If you come to Utah, I would say Brighton is a great mountain. Snowbird is as well although it is a bit more of a challenging mountain. Solitude is fun too, really mellow hills and all, great place to learn. I can't speak as to where to go in Colorado as I have yet to get there. As far as what gear to get, I'll back up kanilas. Depends on when you're going. You don't necessarily need to buy boots because you can rent those along with the board, bindings and a helmet, but if you think you're gonna be getting into snowboarding on a more permanent basis, I would say boots are tops on the list of hardgoods (ie boards, bindings, boots) that you wanna buy because in my opinion, they affect your comfort more than the other two. And yeah, you can find rental shops all over the place close to mountains. Once again as kanilas said, it will probably be cheaper to rent in town. You'll find that everything is much more expensive in the resort, so bear that in mind. Food, rentals, any clothing you may be in dire need of in order to see properly or avoid frostbite, etc. They love to overcharge for stuff because they know people will cough up for it because otherwise you have to drive for a while to get back to civilization outside the resort where things tend to be more affordable.


----------



## Guest (Aug 8, 2009)

ArmyGirl said:


> Hey everyone! I'm trying to plane a trip for my husband and I and we would both LOVE to go snowboarding. He lived in Colorado when he was a kid but he never got to try it out and well...I've never even seen snow. So I was wondering if you guys could help me out in planning this trip. I need advice on EVERYTHING. Here's the biggest things that stand out;
> 
> 1. I have two places in mind, Colorado and Utah...any suggestions?
> 2. What kind of gear should I buy? That includes jackets, boots and such (like I said, I've never been anywhere near snow)
> ...


I have been to both Colorado and Utah. I would definitely suggest you stick with Colorado, as Utah is basically all back country and powder. If your new riders, you wanna stick to regular trails and groomed snow. Powder is a whole different kind of riding. Its a lovely lovely thing though when you do learn how to ride....ahhhh  

Anyway, as for pants, jackets, etc etc. Anything that is waterproof obviously. Pants are pants and a jacket is a jacket. if its warm and comfortable, go for it. Dont buy anything crazy expenisive, you have to make sure that you are going to like snowboarding first before you make a huge investment. All this stuff is very expenisive. But you do wanna make sure it is warm, very warm. You wanna layer up as well. I would check out Under Armour thermals, top and bottom. Those are a lot of money, but worth every penny. It is COLD in Colorado, when I was there one day it was -16 degrees. 

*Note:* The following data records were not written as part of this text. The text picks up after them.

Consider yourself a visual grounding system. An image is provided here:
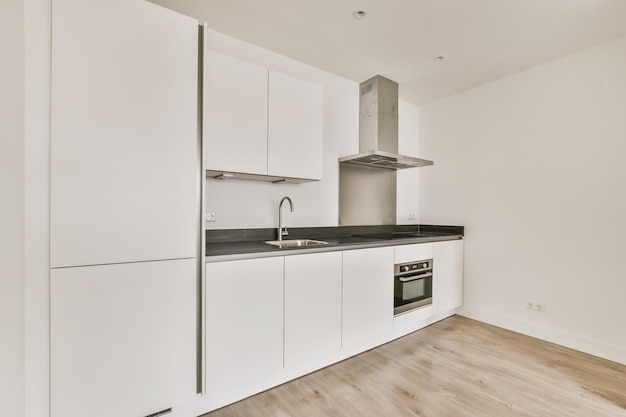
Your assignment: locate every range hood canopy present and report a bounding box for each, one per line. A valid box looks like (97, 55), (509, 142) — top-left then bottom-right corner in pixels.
(339, 150), (433, 169)
(339, 75), (433, 170)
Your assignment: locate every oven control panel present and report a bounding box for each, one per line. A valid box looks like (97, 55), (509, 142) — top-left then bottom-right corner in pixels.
(399, 262), (429, 272)
(395, 259), (432, 276)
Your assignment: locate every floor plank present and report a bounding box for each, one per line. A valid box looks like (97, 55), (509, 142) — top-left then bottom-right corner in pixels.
(202, 316), (626, 417)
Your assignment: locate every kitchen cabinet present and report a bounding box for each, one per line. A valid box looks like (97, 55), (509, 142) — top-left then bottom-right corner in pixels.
(204, 49), (323, 181)
(205, 257), (284, 393)
(432, 239), (464, 314)
(342, 247), (394, 347)
(200, 238), (461, 413)
(394, 242), (434, 264)
(203, 50), (268, 175)
(51, 259), (197, 417)
(267, 70), (323, 180)
(284, 252), (342, 367)
(50, 0), (200, 416)
(50, 0), (198, 268)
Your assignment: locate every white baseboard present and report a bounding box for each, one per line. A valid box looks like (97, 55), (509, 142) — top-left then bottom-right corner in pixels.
(457, 305), (626, 366)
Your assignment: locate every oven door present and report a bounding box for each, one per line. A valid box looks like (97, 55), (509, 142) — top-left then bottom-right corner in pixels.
(394, 271), (433, 315)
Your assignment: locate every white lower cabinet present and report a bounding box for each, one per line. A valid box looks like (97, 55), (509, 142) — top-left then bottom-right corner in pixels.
(433, 239), (464, 314)
(50, 259), (197, 417)
(394, 242), (434, 264)
(200, 240), (463, 414)
(205, 257), (284, 393)
(342, 247), (394, 347)
(394, 305), (434, 330)
(284, 252), (342, 367)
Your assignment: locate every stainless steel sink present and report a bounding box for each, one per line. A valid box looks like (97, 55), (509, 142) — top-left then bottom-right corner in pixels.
(266, 239), (328, 249)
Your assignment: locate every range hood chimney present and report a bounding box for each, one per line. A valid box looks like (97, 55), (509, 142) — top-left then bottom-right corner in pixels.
(339, 75), (433, 169)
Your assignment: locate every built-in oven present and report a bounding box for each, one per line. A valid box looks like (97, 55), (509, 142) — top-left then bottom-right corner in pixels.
(394, 259), (433, 315)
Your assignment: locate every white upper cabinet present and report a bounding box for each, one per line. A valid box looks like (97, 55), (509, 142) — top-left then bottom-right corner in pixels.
(204, 50), (268, 175)
(204, 50), (323, 181)
(50, 0), (199, 268)
(433, 239), (464, 314)
(268, 70), (323, 180)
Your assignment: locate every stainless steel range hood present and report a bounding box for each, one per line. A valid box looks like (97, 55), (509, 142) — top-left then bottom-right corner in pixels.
(340, 149), (433, 169)
(339, 75), (433, 169)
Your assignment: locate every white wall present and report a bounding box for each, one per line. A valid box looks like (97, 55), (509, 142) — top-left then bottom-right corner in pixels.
(24, 0), (52, 415)
(0, 0), (26, 415)
(419, 35), (626, 364)
(204, 29), (423, 230)
(397, 101), (422, 224)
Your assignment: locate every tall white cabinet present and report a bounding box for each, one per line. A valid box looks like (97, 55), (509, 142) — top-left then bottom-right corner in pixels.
(50, 1), (200, 416)
(51, 0), (198, 268)
(51, 260), (197, 417)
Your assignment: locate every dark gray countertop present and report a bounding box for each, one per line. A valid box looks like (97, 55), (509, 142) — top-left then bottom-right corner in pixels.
(205, 224), (464, 262)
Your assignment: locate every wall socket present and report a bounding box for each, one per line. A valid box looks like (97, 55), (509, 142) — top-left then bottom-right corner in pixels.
(206, 212), (216, 222)
(407, 213), (416, 221)
(527, 302), (546, 313)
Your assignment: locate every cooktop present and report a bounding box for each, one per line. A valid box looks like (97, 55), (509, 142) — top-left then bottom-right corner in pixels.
(353, 232), (438, 240)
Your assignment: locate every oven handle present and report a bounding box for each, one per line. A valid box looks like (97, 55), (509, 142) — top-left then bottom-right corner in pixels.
(398, 272), (433, 282)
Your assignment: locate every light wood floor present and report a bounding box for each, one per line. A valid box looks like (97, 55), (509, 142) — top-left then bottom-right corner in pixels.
(202, 316), (626, 417)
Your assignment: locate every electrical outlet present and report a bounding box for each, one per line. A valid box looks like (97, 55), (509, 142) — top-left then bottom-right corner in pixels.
(527, 302), (546, 313)
(407, 213), (416, 221)
(206, 212), (216, 222)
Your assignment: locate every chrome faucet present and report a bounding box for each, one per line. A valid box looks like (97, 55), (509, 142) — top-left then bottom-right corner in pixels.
(278, 196), (294, 241)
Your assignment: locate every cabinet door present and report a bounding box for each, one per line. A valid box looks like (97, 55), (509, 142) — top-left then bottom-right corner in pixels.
(342, 247), (394, 347)
(205, 257), (284, 393)
(268, 71), (323, 180)
(284, 252), (342, 367)
(51, 259), (197, 417)
(394, 242), (434, 264)
(204, 49), (268, 175)
(433, 240), (464, 314)
(50, 0), (198, 268)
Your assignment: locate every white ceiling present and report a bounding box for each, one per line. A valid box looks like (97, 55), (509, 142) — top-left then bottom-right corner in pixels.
(151, 0), (626, 105)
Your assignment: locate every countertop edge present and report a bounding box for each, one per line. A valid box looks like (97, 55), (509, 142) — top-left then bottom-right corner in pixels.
(205, 234), (463, 263)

Some necessities are gonna be a jacket, pants, goggles, gloves, thermals (top and bottom, 2 or 3 for the top, as you can always remove layers but not add if you dont have them), a face mask and a hat, preferably that covers your ears. 

You can rent a board (comes with bindings) and boots at any mountain you go to. They will fit you for everything there.

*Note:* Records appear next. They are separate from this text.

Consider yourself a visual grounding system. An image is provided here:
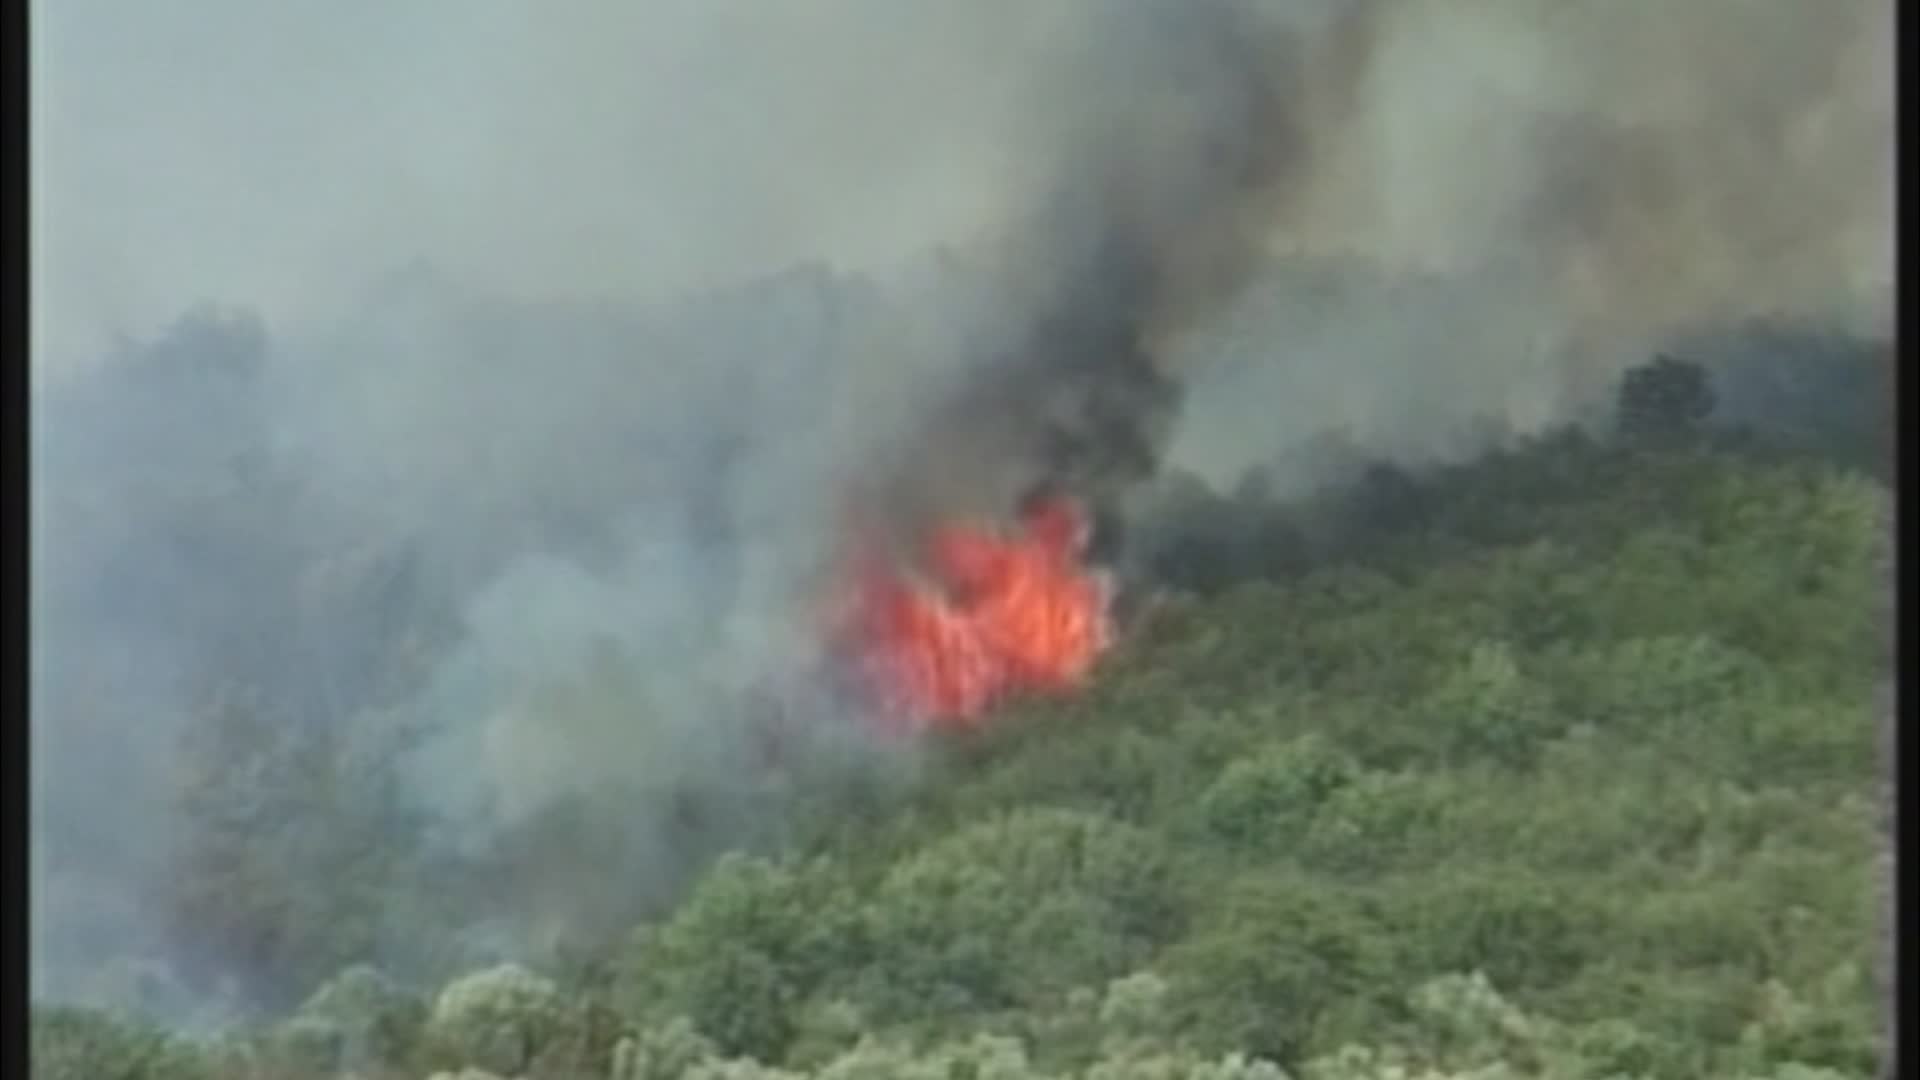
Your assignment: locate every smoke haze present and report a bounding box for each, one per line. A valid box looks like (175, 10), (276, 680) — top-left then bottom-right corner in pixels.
(31, 0), (1891, 1021)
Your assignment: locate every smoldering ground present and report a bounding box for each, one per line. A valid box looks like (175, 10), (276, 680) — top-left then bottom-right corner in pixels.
(31, 0), (1890, 1022)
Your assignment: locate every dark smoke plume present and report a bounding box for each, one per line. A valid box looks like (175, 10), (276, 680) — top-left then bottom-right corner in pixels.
(866, 1), (1390, 546)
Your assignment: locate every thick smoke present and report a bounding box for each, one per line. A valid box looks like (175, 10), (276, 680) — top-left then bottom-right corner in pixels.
(1158, 0), (1891, 489)
(861, 0), (1391, 541)
(31, 0), (1889, 1022)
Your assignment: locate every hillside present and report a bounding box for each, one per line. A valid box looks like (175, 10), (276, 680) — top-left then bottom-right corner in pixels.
(31, 354), (1891, 1080)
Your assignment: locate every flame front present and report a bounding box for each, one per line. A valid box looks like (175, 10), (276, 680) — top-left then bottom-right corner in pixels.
(834, 496), (1114, 732)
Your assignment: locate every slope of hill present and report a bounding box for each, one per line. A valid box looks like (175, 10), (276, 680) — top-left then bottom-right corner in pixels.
(31, 363), (1890, 1079)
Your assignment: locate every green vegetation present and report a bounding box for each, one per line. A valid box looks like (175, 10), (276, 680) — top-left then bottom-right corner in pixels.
(33, 357), (1888, 1078)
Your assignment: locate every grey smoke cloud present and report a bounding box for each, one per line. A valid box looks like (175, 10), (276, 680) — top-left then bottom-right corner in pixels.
(31, 0), (1891, 1020)
(1159, 0), (1892, 486)
(33, 0), (1890, 367)
(31, 0), (1068, 364)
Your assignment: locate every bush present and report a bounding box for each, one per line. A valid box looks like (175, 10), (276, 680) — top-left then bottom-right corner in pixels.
(1617, 355), (1715, 442)
(1199, 734), (1361, 849)
(1402, 870), (1604, 995)
(422, 964), (565, 1076)
(621, 854), (866, 1063)
(1161, 876), (1396, 1066)
(286, 963), (427, 1071)
(1418, 642), (1559, 769)
(864, 809), (1182, 1024)
(30, 1007), (212, 1080)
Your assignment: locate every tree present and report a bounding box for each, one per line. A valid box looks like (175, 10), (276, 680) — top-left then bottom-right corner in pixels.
(862, 809), (1181, 1025)
(29, 1006), (213, 1080)
(1161, 876), (1395, 1066)
(1199, 734), (1360, 849)
(619, 854), (865, 1063)
(162, 686), (431, 1013)
(1616, 354), (1715, 441)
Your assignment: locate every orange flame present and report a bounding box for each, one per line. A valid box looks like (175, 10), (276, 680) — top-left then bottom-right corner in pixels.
(834, 496), (1114, 732)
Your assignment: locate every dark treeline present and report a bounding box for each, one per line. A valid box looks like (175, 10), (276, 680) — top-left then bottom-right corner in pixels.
(1126, 325), (1889, 599)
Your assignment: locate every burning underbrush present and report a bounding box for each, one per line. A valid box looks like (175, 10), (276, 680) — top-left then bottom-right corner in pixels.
(828, 493), (1116, 733)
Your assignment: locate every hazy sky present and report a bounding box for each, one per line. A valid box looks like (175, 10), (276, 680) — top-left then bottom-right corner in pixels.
(33, 0), (1891, 370)
(29, 0), (1072, 365)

Have a good time and DONT GIVE UP!!!! Snowboarding can be discouraging at first, but once you get it you wont be able to stop!!


----------



## Guest (Aug 8, 2009)

Oh...and also for Colorado I would go to Vail and Beaver Creek. Those mountains are a great time


----------



## RidePowder (Oct 30, 2008)

you do realize that the person who posted this thread hasnt been online in over two months? and probably wont be back....


----------



## Guest (Aug 8, 2009)

RidePowder said:


> you do realize that the person who posted this thread hasnt been online in over two months? and probably wont be back....

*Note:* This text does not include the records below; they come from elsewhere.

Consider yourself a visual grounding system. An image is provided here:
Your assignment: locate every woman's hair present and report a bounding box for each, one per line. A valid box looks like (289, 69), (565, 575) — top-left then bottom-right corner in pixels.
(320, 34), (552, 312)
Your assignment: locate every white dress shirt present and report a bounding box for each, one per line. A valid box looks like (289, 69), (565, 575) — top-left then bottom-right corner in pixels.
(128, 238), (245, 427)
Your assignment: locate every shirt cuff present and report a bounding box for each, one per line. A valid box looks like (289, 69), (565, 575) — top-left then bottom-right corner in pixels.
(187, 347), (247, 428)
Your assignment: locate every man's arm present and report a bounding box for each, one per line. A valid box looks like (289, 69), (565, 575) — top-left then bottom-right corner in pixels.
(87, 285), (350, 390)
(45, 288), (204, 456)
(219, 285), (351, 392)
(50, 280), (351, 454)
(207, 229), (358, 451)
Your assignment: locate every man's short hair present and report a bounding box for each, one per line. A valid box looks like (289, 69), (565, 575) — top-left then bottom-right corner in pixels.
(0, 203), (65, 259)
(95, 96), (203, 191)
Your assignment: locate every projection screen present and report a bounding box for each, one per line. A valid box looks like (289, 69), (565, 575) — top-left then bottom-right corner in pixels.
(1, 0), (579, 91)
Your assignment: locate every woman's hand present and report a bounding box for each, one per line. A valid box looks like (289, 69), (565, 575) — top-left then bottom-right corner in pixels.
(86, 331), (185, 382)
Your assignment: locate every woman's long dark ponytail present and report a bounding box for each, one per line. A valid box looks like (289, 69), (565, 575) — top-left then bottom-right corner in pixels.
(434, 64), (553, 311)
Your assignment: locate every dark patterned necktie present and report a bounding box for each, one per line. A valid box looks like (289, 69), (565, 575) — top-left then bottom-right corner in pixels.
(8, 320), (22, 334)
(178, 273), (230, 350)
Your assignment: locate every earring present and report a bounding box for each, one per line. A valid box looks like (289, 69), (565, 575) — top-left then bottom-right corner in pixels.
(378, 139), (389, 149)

Oh I didnt even realize lol


----------



## Kanilas (Mar 28, 2009)

NyInfamous'Girl said:


> Oh I didnt even realize lol


Good info though :thumbsup:


----------



## Guest (Aug 11, 2009)

Kanilas said:


> Good info though :thumbsup:


lol thanks

too bad she isn't around to read it...I wonder where she ended up going :dunno:


----------



## Kanilas (Mar 28, 2009)

NyInfamous'Girl said:


> lol thanks
> 
> too bad she isn't around to read it...I wonder where she ended up going :dunno:


Well, she posted in June, so there's still hope yet she'll read this soon. I'd imagine they're going this winter.


----------



## paulperroni (Dec 22, 2008)

Just in case you come back and reads this...
I suggest Breckenridge.
My first trip boarding was perfect since they have a huge amount of green runs with plenty of powder to fall and learn.
Also, just take clothing, nothing else... rent the rest. There are rental shops in every corner. However, I suggest reserving online so everything is ready for you upon arrival.

If you happen to read this thread again...
Good luck and enjoy this amazing sport!


----------



## Kanilas (Mar 28, 2009)

paulperroni said:


> Just in case you come back and reads this...
> I suggest Breckenridge.
> My first trip boarding was perfect since they have a huge amount of green runs with plenty of powder to fall and learn.
> Also, just take clothing, nothing else... rent the rest. There are rental shops in every corner. However, I suggest reserving online so everything is ready for you upon arrival.
> ...


+1

(10char)


----------